German billionaire declared dead after Swiss Alps disappearance

The view from the "Trockener Steg" gondola station, where the last mobile phone signal of Karl-Erivan Haub was detected Keystone/dominic Steinmann

A German court on Friday officially declared billionaire Karl-Erivan Haub dead, more than three years after the head of retail group Tengelmann went missing in the Swiss Alps.

This content was published on May 14, 2021 - 15:49

Haub, who was 58, was training for a ski mountaineering race when he vanished on the Matterhorn, the iconic mountain on Switzerland’s southern border with Italy.

He was last seen on the morning of April 7, 2018, as he headed up a mountain lift with skis and a daypack. The billionaire was reported missing to police the following morning after he failed to show up at his hotel in Zermatt.

Haub’s family gave up hope of finding him alive after a week and the search for him was officially called off in October 2018.

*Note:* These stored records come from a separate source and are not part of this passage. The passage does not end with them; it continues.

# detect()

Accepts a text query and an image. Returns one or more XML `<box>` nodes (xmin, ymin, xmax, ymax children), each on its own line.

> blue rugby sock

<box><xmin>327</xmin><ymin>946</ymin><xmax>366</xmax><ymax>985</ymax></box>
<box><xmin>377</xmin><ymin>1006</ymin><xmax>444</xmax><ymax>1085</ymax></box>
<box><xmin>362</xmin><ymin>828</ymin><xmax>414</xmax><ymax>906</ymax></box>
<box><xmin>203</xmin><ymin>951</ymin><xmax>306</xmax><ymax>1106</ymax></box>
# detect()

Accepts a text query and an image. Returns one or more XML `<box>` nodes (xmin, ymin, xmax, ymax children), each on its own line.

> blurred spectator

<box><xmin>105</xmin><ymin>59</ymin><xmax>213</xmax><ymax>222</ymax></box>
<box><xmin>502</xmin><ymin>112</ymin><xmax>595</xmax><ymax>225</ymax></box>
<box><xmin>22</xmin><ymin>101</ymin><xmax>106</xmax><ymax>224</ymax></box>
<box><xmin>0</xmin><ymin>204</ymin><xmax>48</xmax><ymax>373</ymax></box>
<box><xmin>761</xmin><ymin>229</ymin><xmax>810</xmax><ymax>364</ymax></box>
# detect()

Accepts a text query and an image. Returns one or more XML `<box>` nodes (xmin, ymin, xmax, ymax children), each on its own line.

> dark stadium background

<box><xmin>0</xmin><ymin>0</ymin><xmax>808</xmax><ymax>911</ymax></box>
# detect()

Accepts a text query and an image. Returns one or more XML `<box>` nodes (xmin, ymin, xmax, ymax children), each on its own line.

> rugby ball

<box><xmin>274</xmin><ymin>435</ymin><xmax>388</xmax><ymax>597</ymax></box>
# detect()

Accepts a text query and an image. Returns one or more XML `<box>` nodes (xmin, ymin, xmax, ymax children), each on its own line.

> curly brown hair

The district court in Cologne, where Haub lived, said on Friday it had now formally declared him dead, giving the time of death as midnight on April 7, 2018. Haub was born in Tacoma, Washington, and was a German-US dual citizen.

Haub’s brothers, company and wife had applied to have him officially declared dead. The court said it was satisfied by the evidence.

His younger brother, Christian Haub, was named as Tengelmann’s sole CEO after the disappearance. The two had run Tengelmann together since 2000.